Bio Farma Tegaskan Vaksin Difteri Bebas Zat Haram

Reporter : Gladys Velonia
Senin, 15 Januari 2018 07:02
Bio Farma Tegaskan Vaksin Difteri Bebas Zat Haram
Pemberian vaksin itu mubah, kata Soedjatmiko.

Dream - Direktur Utama PT Bio Farma (Persero), Juliman, menegaskan produksi pembuatan vaksin difteri dari perusahaannya sama sekali tidak menggunakan zat yang diharamkan. Meski begitu, Juliman menyerahkan penetapan status kehalalan vaksin produk Bio Farma kepada Majelis Ulama Indonesia (MUI). 

" Saat ini kita masih urus untuk mendapat sertifikasi halal. Sedang kita bicarakan dengan Menteri Agama dan MUI," ucap Juliman di Gedung Kominfo, Jakarta Pusat, Jumat, 12 Januari 2018.

Pernyataan Juliman muncul menanggapi beredarnya informasi yang menyebut imunisasi difteri haram di media sosial. Alasannya, vaksin yang digunakan mengandung zat yang tidak halal. 

Sementara itu, Sekretaris Satgas Imunisasi Ikatan Dokter Anak Indonesia (IDAI), Soedjatmiko, mengatakan Fatwa MUI secara resmi telah menjelaskan kedudukan penggunaan vaksin. Menurut dia, MUI telah menyatakan vaksinasi adalah mubah.
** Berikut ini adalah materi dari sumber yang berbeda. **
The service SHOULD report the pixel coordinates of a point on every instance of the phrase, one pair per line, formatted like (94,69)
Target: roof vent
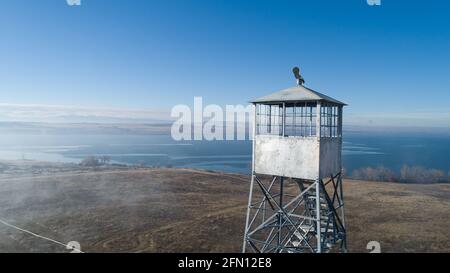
(300,80)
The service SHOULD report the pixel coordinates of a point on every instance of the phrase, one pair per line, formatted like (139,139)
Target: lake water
(360,150)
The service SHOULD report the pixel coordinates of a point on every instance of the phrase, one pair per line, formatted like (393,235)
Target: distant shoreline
(11,168)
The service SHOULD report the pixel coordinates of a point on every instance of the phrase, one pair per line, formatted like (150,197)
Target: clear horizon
(116,61)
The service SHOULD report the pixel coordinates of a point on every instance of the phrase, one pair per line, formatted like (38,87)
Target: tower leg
(286,219)
(250,197)
(318,217)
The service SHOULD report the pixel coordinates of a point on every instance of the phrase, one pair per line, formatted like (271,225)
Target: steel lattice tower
(296,199)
Artinya, vaksinasi boleh dilakukan asal menggunakan bahan yang sudah jelas halal. Tapi, jika dalam keadaan terdesak, vaksin boleh digunakan walaupun status kehalalannya belum diketahui.

" Jika terjadi keadaan darurat di mana penyakit menyebabkan kecacatan atau meninggal, maka vaksin itu wajib dilakukan. Bisa dicek di web MUI, ada nama saya juga di situ," kata Soedjatmiko.
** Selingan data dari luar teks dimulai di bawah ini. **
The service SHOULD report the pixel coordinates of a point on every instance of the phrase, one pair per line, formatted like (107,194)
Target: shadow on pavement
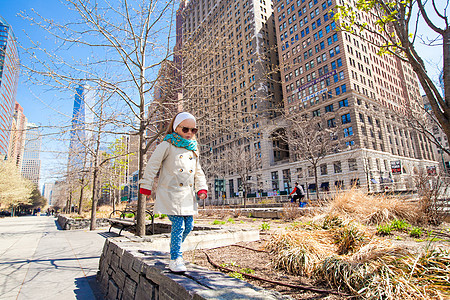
(107,234)
(86,286)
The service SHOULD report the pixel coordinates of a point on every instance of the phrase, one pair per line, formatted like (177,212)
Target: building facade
(47,192)
(31,165)
(364,97)
(17,136)
(247,66)
(9,78)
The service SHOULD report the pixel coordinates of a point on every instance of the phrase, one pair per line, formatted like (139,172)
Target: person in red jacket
(298,193)
(181,179)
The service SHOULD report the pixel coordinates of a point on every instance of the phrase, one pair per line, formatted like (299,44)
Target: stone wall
(67,223)
(128,272)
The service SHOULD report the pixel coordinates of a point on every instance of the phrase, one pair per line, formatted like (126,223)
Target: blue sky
(46,107)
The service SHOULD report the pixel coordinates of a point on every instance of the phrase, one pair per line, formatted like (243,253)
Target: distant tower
(9,76)
(31,165)
(47,192)
(78,131)
(17,136)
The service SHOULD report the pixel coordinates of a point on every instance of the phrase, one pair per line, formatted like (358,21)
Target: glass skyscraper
(9,76)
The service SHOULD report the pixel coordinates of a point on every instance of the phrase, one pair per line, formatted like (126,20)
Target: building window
(331,123)
(352,166)
(354,182)
(348,131)
(299,173)
(337,167)
(323,169)
(339,184)
(275,185)
(343,103)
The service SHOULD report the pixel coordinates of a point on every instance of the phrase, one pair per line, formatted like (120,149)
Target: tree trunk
(316,179)
(94,199)
(140,218)
(69,204)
Dia kemudian mempertanyakan kembali saran penggunaan obat herbal di kalangan pegiat antivaksin. Padahal fungsi dan khasiat antara obat herbal dengan vaksin tidak sama.

" Selain herbal, katanya penyakit cukup dilawan dengan pemberian ASI. Ya ASI jalan terus, imunisasi juga. Fungsinya tidak sama," ujar Soedjatmiko.

Beberapa waktu sebelumnya, Ketua Komisi Fatwa Majelis Ulama Indonesia (MUI) Hasanuddin AF pernah menjelaskan soal soal penggunaan vaksin karena alasan kedaruratan. Menurut Hasanuddin, ketentuan darurat atau tidaknya sebuah vaksin sehingga bisa mendapat status halal tetap harus mendapatkan fatwa dari MUI. 

" Contohnya vaksin meningitis untuk jemaah haji, sebelum ada vaksin meningitis yang halal itu yang haram boleh digunakan, tapi setelah ada yang halal itu tidak boleh," jelasnya. 

Pernyataan itu disampaikan Hasanuddin saat pemerintah mengeluarkan program vaksin MR, MUI belum menerima permohonan untuk melakukan uji sertifikasi ataupun kedaruratan untuk penggunanya.